What has this last year has been like for you?

It has been a journey. I always say that it is bittersweet. The sweet part is that I have met so many wonderful people. So many people that support us and so many people that have prayed for us and stood with us and rallied for us and signed a petition and you know, just were there. Just for standing up for something. So that’s the sweet part. The bitter part is actually not having him on Earth and I’m still a mother.

At one point George Zimmerman, your son's killer, had indicated that he had a willingness to meet with you and Trayvon’s father. How do you feel about that?

If he wants to meet with us, he can do it in the court system at the trial.
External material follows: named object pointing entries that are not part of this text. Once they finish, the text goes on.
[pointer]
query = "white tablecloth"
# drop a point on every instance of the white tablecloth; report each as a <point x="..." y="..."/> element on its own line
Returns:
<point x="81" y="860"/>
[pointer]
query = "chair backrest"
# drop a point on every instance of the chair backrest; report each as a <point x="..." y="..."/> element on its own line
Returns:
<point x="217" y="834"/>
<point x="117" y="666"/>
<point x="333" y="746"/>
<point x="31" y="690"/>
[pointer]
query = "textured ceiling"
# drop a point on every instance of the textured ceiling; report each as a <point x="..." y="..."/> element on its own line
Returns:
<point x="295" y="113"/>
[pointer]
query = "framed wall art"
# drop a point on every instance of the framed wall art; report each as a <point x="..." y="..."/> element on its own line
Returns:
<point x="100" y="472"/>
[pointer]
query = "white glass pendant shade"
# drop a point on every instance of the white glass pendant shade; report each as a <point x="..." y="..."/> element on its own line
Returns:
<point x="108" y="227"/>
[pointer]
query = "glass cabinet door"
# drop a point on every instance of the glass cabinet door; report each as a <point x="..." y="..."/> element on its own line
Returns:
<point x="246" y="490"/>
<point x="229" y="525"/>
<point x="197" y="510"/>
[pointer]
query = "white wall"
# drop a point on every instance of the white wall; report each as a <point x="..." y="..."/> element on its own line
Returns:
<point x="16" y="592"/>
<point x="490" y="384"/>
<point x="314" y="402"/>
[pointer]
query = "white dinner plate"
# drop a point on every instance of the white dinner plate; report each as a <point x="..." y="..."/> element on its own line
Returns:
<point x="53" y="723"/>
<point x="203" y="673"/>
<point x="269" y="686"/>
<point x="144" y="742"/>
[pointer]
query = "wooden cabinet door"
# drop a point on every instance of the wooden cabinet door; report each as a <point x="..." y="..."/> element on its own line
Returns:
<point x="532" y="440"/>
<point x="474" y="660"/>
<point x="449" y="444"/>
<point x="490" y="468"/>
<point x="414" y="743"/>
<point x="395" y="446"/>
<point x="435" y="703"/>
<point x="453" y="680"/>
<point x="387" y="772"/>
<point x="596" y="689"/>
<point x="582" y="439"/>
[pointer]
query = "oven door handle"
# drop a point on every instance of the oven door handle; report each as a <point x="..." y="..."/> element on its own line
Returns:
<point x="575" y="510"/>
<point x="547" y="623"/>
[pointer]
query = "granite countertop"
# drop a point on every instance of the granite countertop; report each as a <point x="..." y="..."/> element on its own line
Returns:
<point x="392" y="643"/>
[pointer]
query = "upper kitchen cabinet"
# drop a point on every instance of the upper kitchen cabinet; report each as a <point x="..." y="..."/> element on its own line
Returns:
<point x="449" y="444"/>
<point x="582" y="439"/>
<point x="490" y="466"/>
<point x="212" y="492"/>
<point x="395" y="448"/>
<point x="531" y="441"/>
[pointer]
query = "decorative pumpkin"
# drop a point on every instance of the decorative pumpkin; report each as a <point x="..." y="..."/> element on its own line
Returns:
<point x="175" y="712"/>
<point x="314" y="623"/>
We can meet him on June 10 [when Zimmerman's trial starts].

The trial is due to occur in June. What are your thoughts as the trial looms closer?

Well, prior to the trial, we have this Stand Your Ground hearing, which is April 29. I’m not an attorney. I just think that it’s a part of the process, that it is something that has to be done. Hopefully, it moves to the next stage, which is the criminal trial, and we’re looking forward to the June 10 date so that the person who caused all of this pain to us can be held accountable for what he’s done.

You have become deeply involved in speaking against Florida’s Stand Your Ground law. Why is that?

The Stand Your Ground law sends the wrong message. It sends the message that you can pursue someone. You can follow someone. You can cause a confrontation and shoot and kill the person and not be held accountable for it. I don’t think that was the intention of the law but in hindsight, we’re looking back now and saying this is something that needs to be revised. They need to make some changes when it comes to that specific law.

What is the work being pursued by the Trayvon Martin Foundation?

The foundation is going to help mentor teenagers. It’s going to create scholarships for them to pursue their educational goals. It’s going to try to amend the Stand Your Ground Law. It’s called the Trayvon Martin Amendment and this is an extension from the Stand Your Ground law and it says that you cannot pursue, chase, follow someone, be the aggressor and then say you were standing your ground when you shoot and kill the person.

A little over a year ago, you were just an average person who worked a job.

And I still am.

But you have become a national figure, a symbol and an advocate. What has that experience been like for you?

I still think I’m an average person. I’m doing no more than what anybody else would do for their child. I mean, this was my son. This was my baby. So I have to do my very best at trying to make a difference for him. So even in death, I’m working for my son.

Looking forward, what gives you hope?

God Almighty. I don’t think Sybrina could do this. I don’t think Sybrina, the person, was strong enough to do this. So to me, God stepped in and he said: “Let me lift you up, let me give you the right words to say, let me help you speak, let me help you think, let me help you talk to these different people and inspire them.” So I know that I can’t give the credit to myself. I can only give the credit to God.